More than one in 10 urban areas scored by the world's leading environmental disclosure platform have received its highest possible "A" rating last week, highlighting how leading cities are embedding climate action across their operations.
Of the 939 cities reporting through the CDP platform and ranked in its sixth annual Cities A List, 119 were cited as leaders in environmental action and transparency for 2023 — with top ranking authorities boasting up to four times as many mitigation and adaptation actions as non-A List cities.
CDP's analysis also reported rising renewable energy use from a number of cities, with the likes of Trondheim in Norway, Ecuador's capital Quito and San Francisco reporting that renewable energy covers the vast majority of their power consumption.
While the USA has the most "A List" cities of any one country — featuring 35 urban centers from Los Angeles to Philadelphia on the list — the number of U.K. city authorities securing the top rating also rose from 19 in 2022 to 26 in 2023. Birmingham, Brighton & Hove, and Cambridge joined the likes of London, Manchester, York and Sunderland on the list for the first time.
While Europe boasts the largest share of 'A List' cities followed by North America, this year's report also revealed significant progress from cities in the Global South.
While Europe boasts the largest share of "A List" cities followed by North America, this year's report also revealed significant progress from cities in the Global South.
According to CDP, 40 percent — or 47 cities — made their first appearance on the list this year, with Istanbul, Jakarta, Bogotá and Can Tho in Vietnam all receiving their first "A" grade. Moreover, Brazil, Colombia, The Philippines and Turkey all received their highest number of "A" rated cities to date.
The progress comes after recent CDP data found that 80 percent of cities face climate hazards such as heatwaves and floods, with 70 percent expecting them to become more intense in the coming years.
Maia Kutner, CDP director of cities, states and regions, reflected that 2023 will be remembered as the year when centuries-long climate records were not just broken, but smashed.

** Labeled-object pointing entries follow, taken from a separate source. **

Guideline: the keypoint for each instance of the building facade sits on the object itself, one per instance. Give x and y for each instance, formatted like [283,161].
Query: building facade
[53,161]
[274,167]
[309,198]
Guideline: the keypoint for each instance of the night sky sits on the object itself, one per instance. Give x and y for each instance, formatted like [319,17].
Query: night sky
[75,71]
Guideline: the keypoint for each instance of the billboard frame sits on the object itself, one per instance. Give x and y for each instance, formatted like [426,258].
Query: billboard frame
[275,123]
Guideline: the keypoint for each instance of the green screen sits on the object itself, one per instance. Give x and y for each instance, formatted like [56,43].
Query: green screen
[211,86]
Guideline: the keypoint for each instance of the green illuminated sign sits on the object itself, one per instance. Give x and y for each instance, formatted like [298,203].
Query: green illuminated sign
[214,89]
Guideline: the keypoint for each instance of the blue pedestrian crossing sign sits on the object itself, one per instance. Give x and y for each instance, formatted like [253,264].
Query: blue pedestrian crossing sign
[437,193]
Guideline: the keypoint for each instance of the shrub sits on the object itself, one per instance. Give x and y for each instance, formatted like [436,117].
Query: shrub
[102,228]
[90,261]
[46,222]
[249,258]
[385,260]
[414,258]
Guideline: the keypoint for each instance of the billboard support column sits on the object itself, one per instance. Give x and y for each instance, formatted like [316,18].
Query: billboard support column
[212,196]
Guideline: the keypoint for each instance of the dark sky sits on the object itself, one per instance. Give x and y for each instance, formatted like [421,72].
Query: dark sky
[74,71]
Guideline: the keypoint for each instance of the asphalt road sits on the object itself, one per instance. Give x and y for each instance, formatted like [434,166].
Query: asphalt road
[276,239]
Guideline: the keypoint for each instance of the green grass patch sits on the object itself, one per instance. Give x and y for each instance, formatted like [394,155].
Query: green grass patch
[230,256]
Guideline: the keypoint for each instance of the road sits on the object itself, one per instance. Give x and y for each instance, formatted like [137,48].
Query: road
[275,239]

"While cities around the world felt the full force of the year's climate disasters, from heatwaves to floods, it's positive that many are leading by example in tackling climate change with tangible action," she said. "Today, we are delighted to celebrate the 119 cities, from Lima to London, whose effective action make them global climate leaders. Even more encouragingly, this is not the first time that many — including from the Global South — are on CDP's A List, showing that serious climate action is now mainstream for many of the world's cities.
It's positive that many are leading by example in tackling climate change with tangible action.
However, Kutner warned more action was needed from city leaders to accelerate the net zero transition and prepare their regions for escalating climate impacts. "This is no time for complacency, though," he said. "Cities not reporting environmental data must step up their transparency, while many more need to accelerate their efforts to reach net zero and create a more sustainable future for all, especially the most vulnerable."
Among a number of examples of urban innovation in climate mitigation and adaptation, CDP flagged U.K.-based measures such as a digital twin of London's "Square Mile" created to determine the areas most vulnerable to heat stress and flooding impacts.
It also highlighted how authorities in Sunderland are installing living roofs on 90 bus shelters across the city to enhance local biodiversity. Nicknamed "Bee Bus Stops," they sit on top of shelters made from recycled materials and are planted with a mix of native wildflower species to support bees and other pollinators.
The living roofs also help provide natural cooling to counteract the effects of "urban heat islands," absorb rainwater to alleviate flooding and filter fine dust particles from the air.